La leggerezza, peccato mortale

Cesare Sughi

Cesare Sughi

Bologna, 21 novembre 2014 - Stato leggero. Partiti leggeri. Regioni leggere. Procedure leggere. Regole leggere. Comuni leggeri. Viviamo i tempi della velocità delle scelte, delle decisioni che non ammettono tanti dibattiti, delle scelte che, buone oggi, domani potrebbero già essere invecchiate. Leggerezza e rapidità sono ormai le parole d’ordine di chi guida il governo, gli enti pubblici e privati, i luoghi della cultura e della finanza. E le città. Fine della macchinosità delle vecchie amministrazioni. Bologna sarà se sarà una ‘smart city’, intelligente, ipertecnologica, pronta a viaggiare sulle più spinte innovazioni digitali. Bologna vivrà se solo mangerà futuro, gaiamente, giovanilmente, con spavalderia.

Eppure, nelle sue ‘Lezioni americane’ Italo Calvino ci aveva avvertiti: «La leggerezza per me si associa con la precisione e la determinazione, non con la vaghezza e l’abbandono al caso». E dove starebbero, la precisione e la determinazione, in un’amministrazione che si fa beccare dalla Corte dei Conti per aver assegnato al suo ex segretario generale un trattamento di cui non poteva beneficiare in quanto non laureato? La leggerezza, in chi ha compiti di governo, è un peccato mortale. E’ una leggerezza, appunto – ecco la leggerezza che non può piacere ai cittadini –, è la mancata riflessione sulle conseguenze di un atto non tanto dal lato legale, quanto dal punto di vista del bisogno di comportamenti certi, nei suoi leader, di cui Bologna ha voglia e bisogno. 

Ma attenzione, nessun alibi, torno a dire che la leggerezza al livello pubblico è un peccato mortale. Perché mette insieme idee di impunità, di sottovalutazione, di infallibilità. Non c’è moralismo, in queste parole. C’è l’idea che scelte non necessarie sono inevitabilmente errate, immotivate agli occhi della gente e, per dirla chiara, inopportune (non sto dicendo interessate). Già, perché l’opportunità non è solo la capacità di cogliere un momento favorevole, bensì anche il senso della regola – è opportuno fare questo o quest’altro? –, di ciò che è consono con il proprio ruolo. Verranno i ricorsi, tutto si sgonfierà, la Verità Trionferà. Ma intanto ci tocca perder tempo dietro a una leggerezza che, non solo in questo caso, apre più di una falla nell’opinione pubblica. Nulla è più inaccettabile, oggi, che sentirsi dire – come per lo scandalo delle spese in Regione – che per molti consiglieri la contestazione riguarda poche migliaia di euro.

Chi lo afferma ignora lo spirito dell’epoca, talmente frammentata che anche una situazione apparentemente minore acquista la forza di un segnale politico sgradevole.

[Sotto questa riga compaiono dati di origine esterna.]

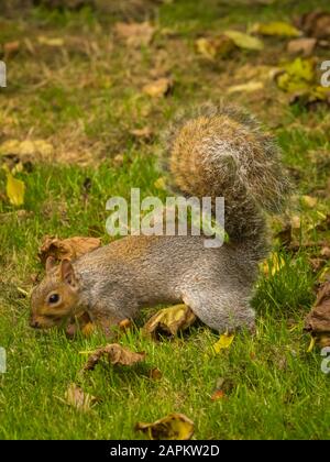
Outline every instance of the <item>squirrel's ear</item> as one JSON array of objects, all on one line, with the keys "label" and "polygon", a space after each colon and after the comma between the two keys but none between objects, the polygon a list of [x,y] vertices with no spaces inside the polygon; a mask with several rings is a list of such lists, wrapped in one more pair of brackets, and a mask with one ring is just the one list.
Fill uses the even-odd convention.
[{"label": "squirrel's ear", "polygon": [[46,260],[46,273],[50,273],[51,270],[53,270],[53,267],[56,266],[56,260],[54,258],[54,256],[50,255]]},{"label": "squirrel's ear", "polygon": [[76,285],[75,270],[72,262],[67,258],[63,260],[61,263],[61,277],[64,283],[72,286]]}]

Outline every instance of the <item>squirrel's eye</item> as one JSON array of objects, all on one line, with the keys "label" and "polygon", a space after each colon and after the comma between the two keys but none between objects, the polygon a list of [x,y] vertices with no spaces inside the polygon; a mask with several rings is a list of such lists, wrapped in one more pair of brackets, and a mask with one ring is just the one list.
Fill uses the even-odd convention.
[{"label": "squirrel's eye", "polygon": [[59,300],[58,294],[52,294],[48,297],[48,304],[57,304],[58,300]]}]

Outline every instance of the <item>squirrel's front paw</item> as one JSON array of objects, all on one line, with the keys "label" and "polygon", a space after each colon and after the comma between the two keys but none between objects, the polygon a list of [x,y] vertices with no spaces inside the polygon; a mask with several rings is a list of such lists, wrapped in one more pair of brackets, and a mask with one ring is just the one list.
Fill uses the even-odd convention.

E non appartiene alla lista delle più deplorevoli leggerezze la pensata del sindaco di Imola e della sua giunta di affidare la gestione di autovelox e photored a una società esterna – con relative manipolazioni del ritmo dei semafori ecc. – mentre il codice della strada impone che tali servizi spettino solo alle forze pubbliche? Cito Milan Kundera, dall’‘Insostenibile leggerezza dell’essere’: «La pesantezza, la necessità e il valore sono tre concetti intimamente legati tra loro: solo ciò che è necessario è pesante, solo ciò che pesa ha valore». A Palazzo d’Accursio il romanzo è di sicuro notissimo. Davvero impossibile trarne qualche spunto per costruire una città meno ondulante, meno trendy e dotata di una pesantezza specifica più stabile?